Эвиэль не знала, что такое смерть, не знала, как и откуда она приходит и почему вообще существует на этом свете. В сказках, которые нянюшка рассказывала своей воспитаннице на сон грядущий, никто и никогда не умирал. Впрочем, за порогом детских сказок умерших тоже не было: девушку тщательно оберегали от всего, что могло пошатнуть и без того хрупкое душевное равновесие блаженной. Только как ни старались близкие и дальние, но одинаково участливые люди, которым выпадал случай позаботиться об Эвиэль, та все дальше и дальше уходила куда-то вдаль по тропе весьма сильного и все же почти бесполезного Дара.
Да, девушка могла исцелить любую рану уже сейчас, будучи всего лишь послушницей. Только беда состояла в том, что ран на свете было слишком много, а Эвиэль видела каждую из них, когда оказывалась на расстоянии в несколько сотен футов. Вернее, не видела, а…
Это были костры, вспыхивающие то здесь то там всюду, куда доставал туманный взгляд. Яркие, слепящие, непостижимо горячие. Если обычный огонь, каким бы он ни был сильным, обжигал, жег или сжигал, то этот, появляющийся в сознании девушки, пожирал и без того малый мир, открытый небесно-голубым глазам. Участь Эвиэль была предрешена еще при рождении: монахини умели восполнять растраченные силы проникновенной молитвой, а для блаженной этот путь был закрыт. Всевышний и так разговаривал со своей дочерью. Без слов.
Путешествие через лес, показавшееся девушке бесконечным, все-таки достигло своей цели и прервалось. А потом земля ушла из-под ног, и вокруг запахло сыростью и тленом. Эвиэль не испугалась, она ведь попросту не умела пугаться, но происходящее никак не желало объясниться со своей главной участницей, и от этого послушнице становилось все неуютнее в яме, стенки которой норовили осыпаться песчаными струйками при малейшем прикосновении.
Вокруг не было боли, ни костерка, и потому перед глазами девушки висел непроглядный туман, сквозь который доносились звуки голоса, похожего на человеческий. Громкие и неразборчивые звуки, постепенно слившиеся в торжествующий вой. Эвиэль зажала уши ладонями, опустилась на дно ямы и только теперь почувствовала, что устала. Любой другой человек сказал бы, что усталость эта заслуживала единственного слова — «смертельная», но послушнице лишь подумалось, что она еще никогда так сильно не хотела спать.
Веки опустились сами собой, меняя серую дымку на черную, глубокую, как яма, к холодной стене которой прижалась спина девушки. Нет, еще глубже.
* * *
Марк смотрел на сестру, корчившуюся в странном танце, с благоговением, которым раньше удостаивал разве что изваяния молельни.
Светлые волосы спутанным ореолом окружали лицо, с трудом сохраняющее последние человеческие черты. Те черты, которые младший брат помнил слишком хорошо, хотя и пытался забыть. Все эти годы пытался. Тщетно. А может быть, и хорошо, что память оказалась неподвластна разуму? Ведь теперь можно все исправить. Можно вымолить прощение.
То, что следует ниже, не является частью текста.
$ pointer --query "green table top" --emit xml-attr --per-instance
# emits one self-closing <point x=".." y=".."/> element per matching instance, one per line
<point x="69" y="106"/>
О родителях Марк не думал. Только один раз его посетила робкая надежда, что мать и отец тоже бродят где-то под лунами Невендаара, но, поразмыслив, охотник понял, что здесь не стоит ждать чуда. Поднимали только тех мертвецов, которые могли послужить своим новым хозяевам. Молодых, сильных. Кому могли понадобиться старики? В воспоминаниях Марка родители были именно стариками, а значит, их постигла та же участь, что работницу из поместья. Разрезали на кусочки и съели. Или запасли впрок, положив в такой же кошель, из которого сестра совсем недавно отправила в рот тонкую полоску кожи с жировой прослойкой…
Марк скривился, гоня прочь ненужные сейчас воспоминания.
Все это позади. Нужно идти вперед. Нужно во что бы то ни стало добыть кольцо и вручить его сестре, чтобы та больше никогда не была голодной. То, что своим желанием вымолить прощение он обрекает других людей на смерть, Охотник не осознавал, настолько сильно жгла изнутри совесть. Погасить этот костер, а потом… Гори оно все огнем!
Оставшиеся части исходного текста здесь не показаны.